Come ogni martedì torna la rubrica dedicata alla figura di Tommaso da Olera, il frate cappuccino vissuto a cavallo tra Cinquecento e Seicento e proclamato Beato nel 2013. Il testo è tratto da “Tommaso da Olera, saggezza umana e sapienza divina” a cura di Clemente Fillarini, Messaggero di Sant’Antonio Editrice.
La riflessione di oggi
Vengano ora i re e principi e nobili del mondo, e contemplino il monarca del cielo, mirino la sua stanza, in quanta estrema povertà se ne stava. Oh quanto si rammaricava la santa Vergine in veder che il suo Figlio pativa tanti incomodi! (I 372).
Vengano ora i re e principi e nobili del mondo, e contemplino il monarca del cielo, mirino la sua stanza, in quanta estrema povertà se ne stava. Oh quanto si rammaricava la santa Vergine in veder che il suo Figlio, che pur sapeva esser anco Figlio di Dio, pativa tanti incomodi! (I 372).
Per monarca, o re, intendiamo chi, da solo, ha il governo di uno stato, o la persona in cui si accentra la suprema autorità. Fra Tommaso attribuisce questo titolo solo a Dio, creatore di tutto, a Gesù e a Maria quello di monarchessa; nulla gli interessa delle monarchie o regni terreni, che presto finiscono, ma ha di mira l’acquisto della “monarchia celeste”, alla quale invita tutti.
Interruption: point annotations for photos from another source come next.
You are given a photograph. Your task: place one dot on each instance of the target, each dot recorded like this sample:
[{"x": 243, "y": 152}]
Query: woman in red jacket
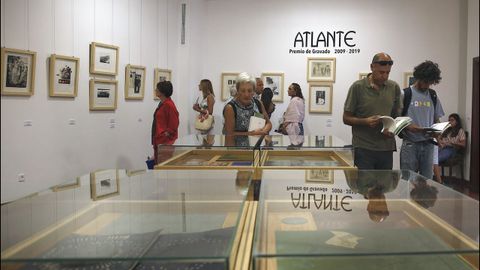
[{"x": 165, "y": 119}]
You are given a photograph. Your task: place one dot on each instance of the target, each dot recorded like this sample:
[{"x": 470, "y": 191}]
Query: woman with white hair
[{"x": 238, "y": 111}]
«Gesù nasce in una povera stalla sulla nuda terra, involto in poveri panni, posto in un vil presepio: che, quando avesse voluto posseder ricchezze e tesori terreni, avrebbe eletto Madre figliuola di re e di imperatori o di monarchi del mondo, e sarebbe venuto con maestà e grandezza» (I 359). «E se l’anima amante avesse scettri, corone, monarchie, il tutto getterebbe ai piedi di Cristo; e una cosa sola teme, che è l’esser separata da Dio, perché l’amor sopporta di patire per l’amato, ma non sopporta l’esser separato dall’amato» (II 584). Parla Dio: «Non premio nei miei servi le grandezze, le ricchezze, né scettri, né corone, né imperi, né monarchie, né nobiltà, né l’esser teologi, ma premio la virtù, l’amore, l’affetto, l’ardore che verso di me hanno» (II 338). «Né mai trattariano d’altro se non d’amarmi, e tutti li tesori che potessero avere […] ne fariano un fascicolo e tutte le sprezzariano, né altro vorriano che essere uniti a me […] per esser io centro, fine, gloria, paradiso, monarchia di tali anime amanti» (II 335). «O bene avventurate anime, poiché di terreni si fanno celesti per mezzo della contemplazione dei divini misteri! O felicissimi segretari di Dio, poiché ad essi il celeste monarca Dio manifesta i suoi tesori e segreti!» (II 201).
«E sì come non si può dire delle vostre grandezze, dignità, bellezze, glorie, così, o glorioso Dio, creasti questa monarchessa con tante dignità, grandezze, amori, ardori che né intelletti umani né angelici possono metter mano né capire queste alte meraviglie» (II 600). «O monarchessa del cielo e della terra, e chi già mai potrà salire a quelle celeste nozze senza il vostro aiuto?» (I 308). «E tu, povero eretico, sei privo del favore di questa celeste monarchessa per voler credere a uomini usciti dall’inferno» (III 200). «O ammirande meraviglie della nostra Signora e padrona Maria Vergine, gran Madre di Dio e monarchessa del cielo e della terra!» (III 203). «Si vede questa navicella [la chiesa] resistere, combattere e annichilare le superbe corone, le ampie monarchie dei superbi tiranni, conservando la sua beata sedia nella città di Roma, scacciando da essa gli imperatori romani con tanta gloria e pompa di sì alto scettro e di sì ampia autorità che ha fatto stupire l’universo» (III 70).